Some months back, I blogged about a FLSA class action filed against Life Time Fitness based on a theory that personal trainers were compelled to work off-the-clock and were not paid. Well, a federal judge has just denied the motion to conditionally certify a proposed class of personal trainers and instructors. The Judge found that there allegedly improper working conditions varied too much from employee to employee to permit the conditional certification of the class. The case is entitled Steger et al. v. LTF Club Operations Co. Inc. et al., and was filed in federal court in the Northern District of Illinois.
U.S. District Judge Sharon J. Coleman concluded that assessing the workers’ claims would mandate “highly individualized” scrutiny and defenses because the employees were paid pursuant to a complicated commission system, thereby rendering a collective action inefficient. The Court noted that testimony from the workers demonstrated that their working conditions varied, again requiring individualized attention.
The Judge wrote that “the pressure that each [personal trainer] felt to work off the clock depended on his or her location, his or her job title and responsibilities, his or her department head at the particular moment, his or her productivity, and his or her personal decisions.” She asserted that “although two putative plaintiffs might share one or two of these factors in common, a highly individualized analysis would nonetheless be necessary to determine the extent to which each employee worked off the clock and whether that conduct was attributable to Life Time.”

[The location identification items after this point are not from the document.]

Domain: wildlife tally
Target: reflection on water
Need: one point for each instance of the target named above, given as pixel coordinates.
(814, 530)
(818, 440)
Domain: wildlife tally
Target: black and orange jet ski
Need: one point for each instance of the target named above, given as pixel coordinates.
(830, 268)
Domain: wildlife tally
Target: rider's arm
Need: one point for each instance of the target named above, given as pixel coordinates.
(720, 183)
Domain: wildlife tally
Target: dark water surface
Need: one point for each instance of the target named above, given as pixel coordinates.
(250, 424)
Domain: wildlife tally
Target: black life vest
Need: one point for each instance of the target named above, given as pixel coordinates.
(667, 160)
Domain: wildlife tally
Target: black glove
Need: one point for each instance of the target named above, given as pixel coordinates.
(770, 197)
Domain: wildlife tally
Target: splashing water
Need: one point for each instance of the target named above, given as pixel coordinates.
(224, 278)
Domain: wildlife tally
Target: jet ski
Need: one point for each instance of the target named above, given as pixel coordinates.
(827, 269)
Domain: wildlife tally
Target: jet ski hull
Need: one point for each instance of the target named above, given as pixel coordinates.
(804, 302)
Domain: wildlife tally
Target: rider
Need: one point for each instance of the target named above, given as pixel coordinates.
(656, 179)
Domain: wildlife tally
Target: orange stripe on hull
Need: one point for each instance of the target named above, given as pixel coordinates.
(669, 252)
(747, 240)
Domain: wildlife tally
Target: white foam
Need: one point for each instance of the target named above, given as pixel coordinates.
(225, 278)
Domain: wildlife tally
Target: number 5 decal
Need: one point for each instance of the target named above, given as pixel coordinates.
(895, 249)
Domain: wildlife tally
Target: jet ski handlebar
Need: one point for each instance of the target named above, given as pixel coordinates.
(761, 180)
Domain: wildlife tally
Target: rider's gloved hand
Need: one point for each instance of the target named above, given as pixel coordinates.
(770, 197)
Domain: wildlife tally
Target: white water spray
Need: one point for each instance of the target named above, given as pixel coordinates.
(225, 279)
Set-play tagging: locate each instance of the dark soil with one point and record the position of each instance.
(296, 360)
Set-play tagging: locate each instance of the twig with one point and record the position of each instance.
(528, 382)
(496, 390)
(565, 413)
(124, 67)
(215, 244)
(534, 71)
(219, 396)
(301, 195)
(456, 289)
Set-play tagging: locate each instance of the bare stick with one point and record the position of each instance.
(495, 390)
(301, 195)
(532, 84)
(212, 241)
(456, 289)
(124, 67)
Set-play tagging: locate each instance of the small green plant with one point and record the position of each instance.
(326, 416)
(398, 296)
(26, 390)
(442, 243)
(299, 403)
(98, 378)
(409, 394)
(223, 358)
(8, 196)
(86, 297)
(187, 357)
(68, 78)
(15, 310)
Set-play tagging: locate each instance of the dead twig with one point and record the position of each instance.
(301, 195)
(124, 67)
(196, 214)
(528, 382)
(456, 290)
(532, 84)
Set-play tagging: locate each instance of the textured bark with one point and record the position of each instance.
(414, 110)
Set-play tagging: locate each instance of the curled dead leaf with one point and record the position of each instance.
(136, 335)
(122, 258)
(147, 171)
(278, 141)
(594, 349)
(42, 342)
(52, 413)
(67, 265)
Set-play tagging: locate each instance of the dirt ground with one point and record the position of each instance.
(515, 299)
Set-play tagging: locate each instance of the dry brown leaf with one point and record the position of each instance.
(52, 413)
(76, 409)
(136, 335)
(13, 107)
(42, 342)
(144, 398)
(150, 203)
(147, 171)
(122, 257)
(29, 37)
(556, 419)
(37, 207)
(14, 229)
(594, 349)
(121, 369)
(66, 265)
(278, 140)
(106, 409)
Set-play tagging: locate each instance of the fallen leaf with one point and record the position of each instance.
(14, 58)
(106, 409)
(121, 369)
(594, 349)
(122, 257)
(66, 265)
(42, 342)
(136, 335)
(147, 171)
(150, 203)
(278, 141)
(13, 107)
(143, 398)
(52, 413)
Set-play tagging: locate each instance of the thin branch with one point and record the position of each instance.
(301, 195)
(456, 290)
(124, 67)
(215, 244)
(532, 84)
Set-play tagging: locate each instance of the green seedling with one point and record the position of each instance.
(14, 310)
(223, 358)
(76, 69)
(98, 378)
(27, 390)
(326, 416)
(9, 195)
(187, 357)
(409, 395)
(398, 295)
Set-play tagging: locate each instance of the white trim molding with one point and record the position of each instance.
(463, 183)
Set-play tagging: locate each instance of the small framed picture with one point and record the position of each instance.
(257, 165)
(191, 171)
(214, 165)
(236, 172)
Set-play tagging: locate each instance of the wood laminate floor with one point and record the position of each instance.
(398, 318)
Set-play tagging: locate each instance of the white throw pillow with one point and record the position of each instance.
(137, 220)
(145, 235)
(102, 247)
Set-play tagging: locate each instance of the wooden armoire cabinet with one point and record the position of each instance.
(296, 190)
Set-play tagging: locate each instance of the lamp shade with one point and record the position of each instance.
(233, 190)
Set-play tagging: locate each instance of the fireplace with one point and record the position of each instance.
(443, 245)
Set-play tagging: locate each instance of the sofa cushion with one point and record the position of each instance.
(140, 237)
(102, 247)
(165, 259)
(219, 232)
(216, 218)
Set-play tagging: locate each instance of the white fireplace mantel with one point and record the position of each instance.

The proposed class would have stretched to more than one-hundred locations across the country, going back to 2011. The Judge did find that the supervisors of the employees received commissions based on department revenues and she did note that some of these supervisors pressured their employees to report fewer hours so as to minimize the “draws” taken from their particular division’s cash flow. Countered against this was the undisputed fact that the Employee Handbook required workers to report all hours worked. Moreover, the testimony indicated that the five job titles sought for inclusion in the proposed class did not have “substantially identical” experiences. Thus, the Court denied the motion.
The employer’s best defense (sometimes, indeed, the only defense) is that a class is inappropriate because there is too much of a need for individual scrutiny. Consider what was at stake here—more than one hundred locations, nationwide, and several hundred employees. The potential liability for the employer would have been staggering, but now that possibility is (likely) gone forever.
The employer still has some stuff to clean up here, as noted by the Judge. But now it has the time to do it. Thanks to the magic bullet defense!